1).

position or keyword/name


2).

Pass-by-value:
* Mode: in-mode
* Transfer: physical move; copy
+ Won't affect actual parameter if formal changes
+ No transfer from called procedure
- Copying the value can be expensive


Pass-by-result:
* Mode: out-mode
* Transfer: physical move
+ No transfer to called procedure
- Copying the value can be expensive

Pass-by-reference:
* Mode: in-out mode
* Transfer: access path (an address)
+ Time and space efficient
- Access is slower (indirection)
- Unsafe
- Aliasing


3).

Procedure: step of an algorithm
Function: semantically modeled as mathematical functions. No side effects
Closures: subprograms which capture a referencing environment
Coroutines: functions or procedures which may be re-entrant (have multiple entry points)
Subroutine: a function or a procedure


4).

#include <chrono>
#include <iostream>
#include <iterator>
#include <vector>

void
byRef(std::vector<int>& a) {
  for (auto& v : a) {
    v = std::distance(&a[0], &v);
  }
}

std::vector<int>
byVal(std::vector<int> a) {
  for (auto& v : a) {
    v = std::distance(&a[0], &v);
  }
  return a;
}

int
main() {
  int N;
  std::cin >> N;
  std::vector<int> val(N);
  std::vector<int> ref(N);

  auto start = std::chrono::steady_clock::now();
  for (int i = 0; i < 10; ++i) {
    byRef(ref);
  }
  auto stop = std::chrono::steady_clock::now();
  std::cout << "By reference: " << std::chrono::duration<double, std::milli>(stop - start).count() << '\n';

  start = std::chrono::steady_clock::now();
  for (int i = 0; i < 10; ++i) {
    auto result = byVal(val);
  }
  stop = std::chrono::steady_clock::now();
  std::cout << "By value: " << std::chrono::duration<double, std::milli>(stop - start).count() << '\n';

  std::cout << "Same? " << ((val == ref) ? "true" : "false") << '\n';

  return 0;
}

OUTPUT:
By reference: 7008.08
By value: 13865.1
Same? false


5).

Activation record -- format/layout of the non-code part of an executing subprogram
Activation record instance -- concrete example/use of an activation record (including specific links, local variables, and parameters)

6).

Deep Access:
non-local references are found by searching the dynamic chain. All ARIs must also store their variable names

Shallow Access:
all locals are stored in a central place/repository where there exists a stack for each variable name. The stacks are updated as subprograms are executed and returned

7.

+---------+
| bigsub  |<-+-+
+---------+  | |
             | |
+---------+  | |
| a       |<-|-|-+-+-+
+---------+  | | | | |
| static  |>-+ | | | |
| dynamic |>---+ | | |
+---------+      | | |
                 | | |
+---------+      | | |
| c       |<-----|-|-|-+
+---------+      | | | |
| static  |>-----+ | | |
| dynamic |>-------+ | |
+---------+          | |
                     | |
+---------+          | |
| b       |          | |
+---------+          | |
| static  |>---------+ |
| dynamic |>-----------+
+---------+


8.

variable (stack "grows" to the right)
|
v

e | main
f | main
g | main
a | fun1
d | fun3
b | fun2
c | fun2

In this example, there is no "stacking"


9.

a. The dynamic link is referred to as the old "base pointer". Lines 2 and 18 push the old base pointer onto the stack.

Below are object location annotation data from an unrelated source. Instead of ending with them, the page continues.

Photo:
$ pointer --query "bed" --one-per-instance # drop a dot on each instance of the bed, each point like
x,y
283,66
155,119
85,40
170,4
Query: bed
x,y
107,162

b. The activation record is done in two parts: for parameters, they exist before the dynamic link and local variable declaration, so it depends on the number of parameters. In practice, the base pointer (ebp) refers to the center of the activation record:

c. they are stored at the "top" of an activation record. They have negative offsets compared to the base pointer

d. they are stored at the "bottom" of an activation record. They have positive offsets compared to the base pointer

e. They are pushed and popped onto the stack with the call and ret instructions


  BONUS: here's a complete ARI for x86:

  paramN
  ...
  param2   (negative offsets from ebp)
  param1
  return address (pushed/popped with call / ret)
  dynamic link (push/pop ebp)                     <<<<<< Base Pointer
  local1
  local2   (positive offsets from ebp)
  ...
  localN

10.

exception: any unusual event that may require special processing

exception handler: the part of code which processes exceptions

raising exception: when an unusual event occurs and is brought forth to be dealt with

continuation: control *continues* to the first statement after the exception handler code after a handler completes its execution

finalization: the part of code which will be run regardless of an exception occurring or not

built-in exception: one predefined by the language


11.

* Error detection is difficult code to write
* Can clutter the program with tedious checks
* Encourages programmers to consider all possible errors
* Exception propagation allow reuse and redefinition of exceptions
  - Specifically, internal errors can be made more readable depending on the context


12.

Ensures execution of code block regardless of exceptional control flow


13.

Array bounds checking is expensive and would not provide a performance benefit expected of a close-to-hardware-type language.